Clinic volunteers aren't asked to see clients' cases through to completion. Instead, they're on hand to explain the law as it relates to each client's case, along with basic concepts like what to expect when in court.

According to Handren, her initial concerns about meeting with clients with cases outside of her usual specialty were soon put to rest.

"Although I was a bit nervous about my ability to handle questions regarding areas of the law with which I'm unfamiliar, it turned out that both of the people with whom I spoke really just wanted a willing ear to listen to their issues," she said. "And I was able to give referrals and a bit of common sense advice as well."

Luke agreed.

"I'm not a family law attorney however, I found that many of the clinic's clients simply need help navigating the legal system or the bureaucracy of government administrative agencies," she said. "My reading comprehension skills and basic understanding of administrative and civil procedure have proven effective tools in addressing many of their concerns."

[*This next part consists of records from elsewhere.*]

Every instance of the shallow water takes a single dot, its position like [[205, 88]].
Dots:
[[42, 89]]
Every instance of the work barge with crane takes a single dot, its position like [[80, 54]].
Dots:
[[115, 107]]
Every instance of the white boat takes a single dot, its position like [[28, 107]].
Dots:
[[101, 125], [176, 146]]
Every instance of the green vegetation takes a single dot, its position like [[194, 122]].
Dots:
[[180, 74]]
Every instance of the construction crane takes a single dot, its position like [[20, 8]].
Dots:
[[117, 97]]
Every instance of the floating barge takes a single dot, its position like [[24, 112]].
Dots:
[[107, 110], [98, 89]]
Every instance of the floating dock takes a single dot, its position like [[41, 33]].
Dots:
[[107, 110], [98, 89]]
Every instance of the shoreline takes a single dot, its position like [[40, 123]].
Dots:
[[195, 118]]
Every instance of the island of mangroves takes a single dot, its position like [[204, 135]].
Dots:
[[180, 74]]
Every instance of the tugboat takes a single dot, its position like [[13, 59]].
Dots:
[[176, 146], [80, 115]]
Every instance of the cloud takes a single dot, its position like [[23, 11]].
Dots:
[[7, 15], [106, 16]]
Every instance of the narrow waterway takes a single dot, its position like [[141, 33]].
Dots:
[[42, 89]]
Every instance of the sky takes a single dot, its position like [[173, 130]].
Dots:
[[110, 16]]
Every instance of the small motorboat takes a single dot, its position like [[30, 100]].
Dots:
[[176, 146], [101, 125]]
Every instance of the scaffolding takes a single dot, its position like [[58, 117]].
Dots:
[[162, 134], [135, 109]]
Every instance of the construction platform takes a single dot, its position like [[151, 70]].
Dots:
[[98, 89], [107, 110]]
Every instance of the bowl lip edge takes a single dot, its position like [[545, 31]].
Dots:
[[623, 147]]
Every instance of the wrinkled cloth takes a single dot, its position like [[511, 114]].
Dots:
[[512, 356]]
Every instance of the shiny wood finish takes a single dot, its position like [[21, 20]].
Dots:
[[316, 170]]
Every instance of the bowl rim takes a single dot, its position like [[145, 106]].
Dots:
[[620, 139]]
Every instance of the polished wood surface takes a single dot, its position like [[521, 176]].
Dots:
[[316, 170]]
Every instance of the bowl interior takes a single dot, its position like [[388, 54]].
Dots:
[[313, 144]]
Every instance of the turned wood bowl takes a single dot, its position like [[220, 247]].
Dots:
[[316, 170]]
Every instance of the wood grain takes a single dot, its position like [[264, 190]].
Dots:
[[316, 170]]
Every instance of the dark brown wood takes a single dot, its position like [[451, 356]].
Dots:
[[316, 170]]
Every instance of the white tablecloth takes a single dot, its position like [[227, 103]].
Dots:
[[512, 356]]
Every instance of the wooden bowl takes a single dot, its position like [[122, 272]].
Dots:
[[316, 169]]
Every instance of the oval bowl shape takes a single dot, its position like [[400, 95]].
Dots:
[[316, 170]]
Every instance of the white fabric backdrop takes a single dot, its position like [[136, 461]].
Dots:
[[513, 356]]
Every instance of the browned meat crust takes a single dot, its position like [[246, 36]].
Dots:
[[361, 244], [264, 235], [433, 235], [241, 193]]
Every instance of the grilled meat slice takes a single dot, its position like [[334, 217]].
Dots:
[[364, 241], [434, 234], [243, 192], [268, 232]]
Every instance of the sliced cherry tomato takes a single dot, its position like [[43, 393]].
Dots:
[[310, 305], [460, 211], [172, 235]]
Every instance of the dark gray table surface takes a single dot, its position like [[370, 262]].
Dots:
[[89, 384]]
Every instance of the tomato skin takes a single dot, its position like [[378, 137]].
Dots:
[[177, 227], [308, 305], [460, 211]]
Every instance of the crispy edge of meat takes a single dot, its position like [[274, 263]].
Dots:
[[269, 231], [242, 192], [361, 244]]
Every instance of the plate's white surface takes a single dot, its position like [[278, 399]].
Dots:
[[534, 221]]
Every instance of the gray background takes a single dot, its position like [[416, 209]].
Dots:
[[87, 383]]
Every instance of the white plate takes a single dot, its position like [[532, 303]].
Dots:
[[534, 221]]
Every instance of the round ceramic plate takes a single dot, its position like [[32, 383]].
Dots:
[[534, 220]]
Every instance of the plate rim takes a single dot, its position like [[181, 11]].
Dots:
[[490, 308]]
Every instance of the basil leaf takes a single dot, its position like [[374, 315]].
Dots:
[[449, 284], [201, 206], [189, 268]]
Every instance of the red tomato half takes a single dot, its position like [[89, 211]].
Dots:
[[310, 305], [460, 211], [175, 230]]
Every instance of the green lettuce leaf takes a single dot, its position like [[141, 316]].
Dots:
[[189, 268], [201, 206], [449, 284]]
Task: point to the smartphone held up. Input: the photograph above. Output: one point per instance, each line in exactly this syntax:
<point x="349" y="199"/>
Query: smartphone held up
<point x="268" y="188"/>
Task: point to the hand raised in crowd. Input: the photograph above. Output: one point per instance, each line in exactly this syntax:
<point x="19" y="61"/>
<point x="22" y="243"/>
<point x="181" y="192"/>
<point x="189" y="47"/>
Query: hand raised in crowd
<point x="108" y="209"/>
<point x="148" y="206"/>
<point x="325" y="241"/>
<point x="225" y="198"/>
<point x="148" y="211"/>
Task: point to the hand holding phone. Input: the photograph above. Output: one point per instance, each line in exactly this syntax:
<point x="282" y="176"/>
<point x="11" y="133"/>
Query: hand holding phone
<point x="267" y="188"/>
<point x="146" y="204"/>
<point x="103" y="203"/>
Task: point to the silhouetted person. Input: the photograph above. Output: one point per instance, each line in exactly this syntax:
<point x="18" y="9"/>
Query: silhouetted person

"When I run into a question requiring subject matter expertise, the clinic provides experts for me to consult on site," she added.

"We recognize the pivotal role our volunteers are playing in the lives of these clients, and with that in mind we do everything in our power to make their work with us easy and enjoyable," said DMBA Foundation Access to Justice Coordinator Dennis Donahue. "Between myself and our partners, there are always specialists on hand for those rare occasions when one of our volunteers run into a question they aren't comfortable handling."

"For the most part, though, an attorney's general knowledge of the law is all that's necessary to make a huge difference," he added.